Studies of memory consolidation have identified multiple phases or stages in the formation of memories. The multiple components of memory can be broadly divided into the three phases; short-term, intermediate-term, and long-term. Although molecular changes underlying short- and long-term memory have been examined extensively, the molecular mechanisms supporting the formation of intermediate-term memory are poorly understood. In several examples of cellular and synaptic plasticity, intermediate memory depends on translation but not transcription. One-trial conditioning in Hermissenda results in the development of intermediate memory that is associated with enhanced cellular excitability and the phosphorylation of a 24 kDa protein referred to as conditioned stimulus pathway phosphoprotein (Csp24). Using amino acid sequences derived from Csp24 peptide fragments, a full-length cDNA was cloned and shown to contain multiple beta-thymosin-like domains. The expression of Csp24 and the development of enhanced excitability, a characteristic of intermediate memory, were blocked by antisense oligonucleotide-mediated downregulation of Csp24 without affecting the induction of immediate enhanced excitability, a characteristic of short-term memory. These results demonstrate that the synthesis of Csp24 is required for the development and maintenance of intermediate memory.

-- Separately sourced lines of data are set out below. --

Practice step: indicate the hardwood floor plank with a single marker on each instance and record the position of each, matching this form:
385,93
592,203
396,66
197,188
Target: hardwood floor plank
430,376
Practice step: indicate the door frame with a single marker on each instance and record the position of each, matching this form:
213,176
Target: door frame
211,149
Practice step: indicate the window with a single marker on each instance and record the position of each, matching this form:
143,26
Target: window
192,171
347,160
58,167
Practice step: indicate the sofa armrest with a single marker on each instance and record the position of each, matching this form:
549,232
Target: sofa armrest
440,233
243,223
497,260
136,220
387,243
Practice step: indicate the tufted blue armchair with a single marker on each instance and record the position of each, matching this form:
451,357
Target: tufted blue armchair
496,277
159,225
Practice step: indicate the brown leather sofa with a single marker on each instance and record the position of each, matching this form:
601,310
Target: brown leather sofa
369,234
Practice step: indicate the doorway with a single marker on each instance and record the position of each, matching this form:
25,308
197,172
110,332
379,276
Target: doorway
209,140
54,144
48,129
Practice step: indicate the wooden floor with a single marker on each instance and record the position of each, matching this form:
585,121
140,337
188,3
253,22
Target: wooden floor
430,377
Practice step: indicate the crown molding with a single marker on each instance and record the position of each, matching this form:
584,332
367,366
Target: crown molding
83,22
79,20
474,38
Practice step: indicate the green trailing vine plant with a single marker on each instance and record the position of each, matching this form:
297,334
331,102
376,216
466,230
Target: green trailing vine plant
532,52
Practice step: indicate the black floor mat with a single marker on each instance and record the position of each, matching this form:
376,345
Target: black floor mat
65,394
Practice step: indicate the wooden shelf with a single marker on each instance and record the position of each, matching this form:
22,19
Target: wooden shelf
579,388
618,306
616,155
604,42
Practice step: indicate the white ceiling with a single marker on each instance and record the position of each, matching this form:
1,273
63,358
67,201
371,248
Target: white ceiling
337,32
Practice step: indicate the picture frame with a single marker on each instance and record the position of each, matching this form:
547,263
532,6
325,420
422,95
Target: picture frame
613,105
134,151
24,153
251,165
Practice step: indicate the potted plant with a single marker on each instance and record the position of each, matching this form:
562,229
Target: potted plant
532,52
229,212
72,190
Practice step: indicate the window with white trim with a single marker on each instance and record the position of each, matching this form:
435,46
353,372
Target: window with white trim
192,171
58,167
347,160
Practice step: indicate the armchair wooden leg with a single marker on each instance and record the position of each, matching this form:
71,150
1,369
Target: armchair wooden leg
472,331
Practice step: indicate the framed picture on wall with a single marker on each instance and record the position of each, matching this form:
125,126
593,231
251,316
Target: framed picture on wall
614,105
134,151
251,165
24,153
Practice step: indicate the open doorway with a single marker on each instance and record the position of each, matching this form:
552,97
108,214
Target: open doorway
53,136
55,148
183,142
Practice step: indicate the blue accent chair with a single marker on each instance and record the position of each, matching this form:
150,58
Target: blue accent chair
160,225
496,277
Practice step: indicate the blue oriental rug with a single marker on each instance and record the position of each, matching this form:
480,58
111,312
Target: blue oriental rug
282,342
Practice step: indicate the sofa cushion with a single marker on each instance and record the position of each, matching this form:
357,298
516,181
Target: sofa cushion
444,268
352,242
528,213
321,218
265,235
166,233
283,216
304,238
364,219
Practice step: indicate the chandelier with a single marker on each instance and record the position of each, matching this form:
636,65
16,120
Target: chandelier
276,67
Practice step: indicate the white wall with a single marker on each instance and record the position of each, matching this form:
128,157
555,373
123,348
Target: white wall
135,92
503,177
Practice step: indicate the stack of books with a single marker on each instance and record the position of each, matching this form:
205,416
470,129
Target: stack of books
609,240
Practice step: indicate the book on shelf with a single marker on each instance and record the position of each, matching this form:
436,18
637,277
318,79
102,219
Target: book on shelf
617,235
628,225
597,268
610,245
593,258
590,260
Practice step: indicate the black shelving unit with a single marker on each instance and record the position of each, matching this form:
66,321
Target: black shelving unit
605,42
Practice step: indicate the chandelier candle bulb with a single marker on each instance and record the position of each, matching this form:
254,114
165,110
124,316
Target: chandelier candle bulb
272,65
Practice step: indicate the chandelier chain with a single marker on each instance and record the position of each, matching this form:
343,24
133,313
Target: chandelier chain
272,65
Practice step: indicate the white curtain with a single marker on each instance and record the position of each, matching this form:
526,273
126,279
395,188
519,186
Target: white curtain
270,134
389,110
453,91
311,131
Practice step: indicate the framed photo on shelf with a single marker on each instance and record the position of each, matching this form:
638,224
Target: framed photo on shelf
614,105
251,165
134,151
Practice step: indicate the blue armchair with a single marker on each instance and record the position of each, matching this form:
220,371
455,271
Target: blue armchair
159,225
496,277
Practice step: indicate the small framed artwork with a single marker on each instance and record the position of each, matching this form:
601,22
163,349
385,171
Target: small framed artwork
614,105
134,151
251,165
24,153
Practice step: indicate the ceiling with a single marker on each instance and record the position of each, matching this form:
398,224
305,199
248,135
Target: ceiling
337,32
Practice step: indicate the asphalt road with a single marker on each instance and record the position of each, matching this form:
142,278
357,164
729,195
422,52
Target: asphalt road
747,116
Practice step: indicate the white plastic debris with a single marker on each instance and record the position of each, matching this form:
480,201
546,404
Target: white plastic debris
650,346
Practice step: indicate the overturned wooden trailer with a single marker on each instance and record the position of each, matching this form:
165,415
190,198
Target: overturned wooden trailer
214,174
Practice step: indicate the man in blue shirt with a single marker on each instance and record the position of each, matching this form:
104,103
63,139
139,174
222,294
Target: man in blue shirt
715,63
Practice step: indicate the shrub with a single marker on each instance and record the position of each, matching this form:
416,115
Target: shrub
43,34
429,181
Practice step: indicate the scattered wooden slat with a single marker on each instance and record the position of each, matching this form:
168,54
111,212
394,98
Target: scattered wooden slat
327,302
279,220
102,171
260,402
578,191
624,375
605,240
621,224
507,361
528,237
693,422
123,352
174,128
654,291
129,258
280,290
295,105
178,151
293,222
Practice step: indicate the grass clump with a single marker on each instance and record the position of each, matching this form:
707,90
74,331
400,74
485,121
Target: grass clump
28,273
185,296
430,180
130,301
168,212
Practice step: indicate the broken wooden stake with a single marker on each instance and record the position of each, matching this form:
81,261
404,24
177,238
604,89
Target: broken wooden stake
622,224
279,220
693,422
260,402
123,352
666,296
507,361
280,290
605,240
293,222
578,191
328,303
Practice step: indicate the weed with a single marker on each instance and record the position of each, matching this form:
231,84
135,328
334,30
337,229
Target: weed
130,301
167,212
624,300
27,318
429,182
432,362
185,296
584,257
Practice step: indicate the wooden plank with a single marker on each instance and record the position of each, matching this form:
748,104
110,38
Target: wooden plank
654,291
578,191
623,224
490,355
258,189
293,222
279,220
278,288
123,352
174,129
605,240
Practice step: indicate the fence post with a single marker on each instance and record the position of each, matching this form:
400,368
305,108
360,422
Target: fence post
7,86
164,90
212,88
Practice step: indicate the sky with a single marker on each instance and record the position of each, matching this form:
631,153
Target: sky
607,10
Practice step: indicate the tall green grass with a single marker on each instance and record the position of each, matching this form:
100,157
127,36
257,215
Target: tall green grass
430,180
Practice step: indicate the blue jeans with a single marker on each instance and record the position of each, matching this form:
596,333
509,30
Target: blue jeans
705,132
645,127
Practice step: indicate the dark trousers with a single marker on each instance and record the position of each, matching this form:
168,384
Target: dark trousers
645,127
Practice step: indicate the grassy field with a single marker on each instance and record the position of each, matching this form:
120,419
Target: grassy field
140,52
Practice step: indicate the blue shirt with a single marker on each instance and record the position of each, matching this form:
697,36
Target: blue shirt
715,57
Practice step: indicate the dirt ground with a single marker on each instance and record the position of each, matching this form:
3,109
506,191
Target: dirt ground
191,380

One-trial in vitro conditioning regulates a cytoskeletal-related protein (CSP24) in the conditioned stimulus pathway of Hermissenda.

Hermissenda CSP24 (cytoskeletal-related protein 24) is a 24 kDa beta-thymosin-like protein that is associated with intermediate memory. We showed previously that one-trial conditioning resulted in a significant increase in the phosphorylation of CSP24 detected in lysates of the pathway supporting the conditioned stimulus (CS). Here we report the association of the protein with the actin cytoskeleton and the distribution of CSP24-immunoreactive neurons in two sensory structures and the circumesophageal nervous system. Identified photoreceptors, hair cells, and neurons in the cerebropleural and pedal ganglia were immunoreactive for CSP24. Immunoprecipitation experiments with 32PO4-labeled lysates of the circumesophageal nervous system identified a 44 kDa protein band (consistent with actin) that coprecipitates with CSP24. An analysis of immunoprecipitates on Western blots probed with anti-actin antibody also showed that actin coprecipitates with CSP24. Laser confocal microscopy of photoreceptors costained with fluorescently labeled anti-actin antibody and anti-CSP24 antibody, or fluorescent phalloidin and anti-CSP24 antibody showed that CSP24 is localized with actin in the cytosol of photoreceptor cell bodies and colocalized with presumed G-actin, but not F-actin, in regions adjacent to the plasma membrane. Although CSP24 is widely distributed in the Hermissenda nervous system, its regulation by one-trial conditioning was observed only in the CS pathway. Our findings suggest that CSP24 may interact with components of the actin cytoskeleton that contribute to structural changes underlying the formation and maintenance of enduring forms of memory.